Cowboy Cottage, East Napa, California, USA

May 21, 2021



This essay, Imagination, is the companion piece to Mystical Connection.

It is also the sequel to Being A Being Coach II.

It is also the prequel to I, Impostor.




He's the kind of coach with whom I can share anything. And I don't mean with whom I can share "just about"  anything - you know, almost  all of it but with critical items held back for privacy or simple politeness and prudent discretion or just because I'm embarrassed to share something. No, it's with him I can share anything. With him I can share totally openly without any filters or brakes ... about anything and everything - that is to say about absolutely  anything and everything.

It's extraordinarily useful being with someone like him with whom it's possible to share this way. I don't mean it's useful because of the feedback he gives in response to what I say (though that does play a part). I mean speaking totally openly with him is its own utility. It allows me to experience being authentic. It also allows me to notice how I ever-so-subtly embellish the truth. It's the exact opposite  of hiding out. It's a standard, a yardstick by which the authenticity of all conversations can be measured. And if I don't measure up to this standard, he calls me on it. When he calls me on something I say, it's almost never because I violated a rule of grammar or syntax. It's because I cavalierly held something out to be true when it wasn't true, and I wasn't aware (ie I wasn't being rigorous enough to catch) I was doing it.
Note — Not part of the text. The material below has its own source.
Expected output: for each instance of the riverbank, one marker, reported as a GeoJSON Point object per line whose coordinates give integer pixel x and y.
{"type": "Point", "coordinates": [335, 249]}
That's how it was when he called me on something I said about a mutual friend of ours, someone we both love and who inspires us both. In sharing my experience of him, I said "He's so present for me that even when I'm not with him, he's right here beside me.". Without missing a beat, he said "No he's not. You're imagining  he's right there beside you.". At first it seemed as if he didn't get my experience. So I repeated "No, he is  right here beside me.". In retrospect, I wanted to share there's a certain mystical connection  in our relationship, something esoteric. "No, you're imagining he's right there beside you" he said again - slowly, and emphatically. And it slowly dawned on me (when I stopped being defensive) he did  get my experience - so much so that he was indicating an even more powerful way for me to own it.

Imagination. It's so elusive to define. It's almost impossible to describe. Yet we all know what it is. Doing it is simpler than making a sandwich. But I can't explain to you how  we imagine. It's one of those ubiquitous powers we human beings have which we can only define tautologically  ie in terms of itself - for example, like this: the way you and I imagine is by imagining  (say whut?). The critical thing about imagination (and about a powerful  imagination in particular) is it shouldn't supersede what could be true. There should be no blurred edges between them (look: to be authentic is to know the difference). We all know it's disparaging to say to someone "You're just imagining  it.". That implies they're making up something which isn't true ("imagining" often carries the disparaging connotation of "not matching reality").

That's not what he unerringly drew my attention to. What he got me to see, was the power of my applied imagination. If I was only being enamored with that mystical connection with our friend, I wasn't being responsible for creating it in the first place. So I began considering that this mystical connection is actually something I have the power to call up for myself at will, using my imagination. Owning that, rehabilitates my power to create by leveraging imagination to its max, lifting it out of the realm of an ability with dubious truth, and into the realm of total (and reality-grounded) pure creativity. Wow! Imagination as ... pure  ... creativity!  I liked that. A lot.

What he distinguished stunned me, pointing at it (as he did) with so few words. This  is what imagination is. This  is what it is to create something (or even someone). This  is not the imagination of wishful fabrication ie it's not the imagination which can blur the line between fact and fantasy. This  is the imagination that powerfully sourced that mystical connection in the first place, the imagination for which I have become (and am henceforth being) responsible. It's my inherent power to create.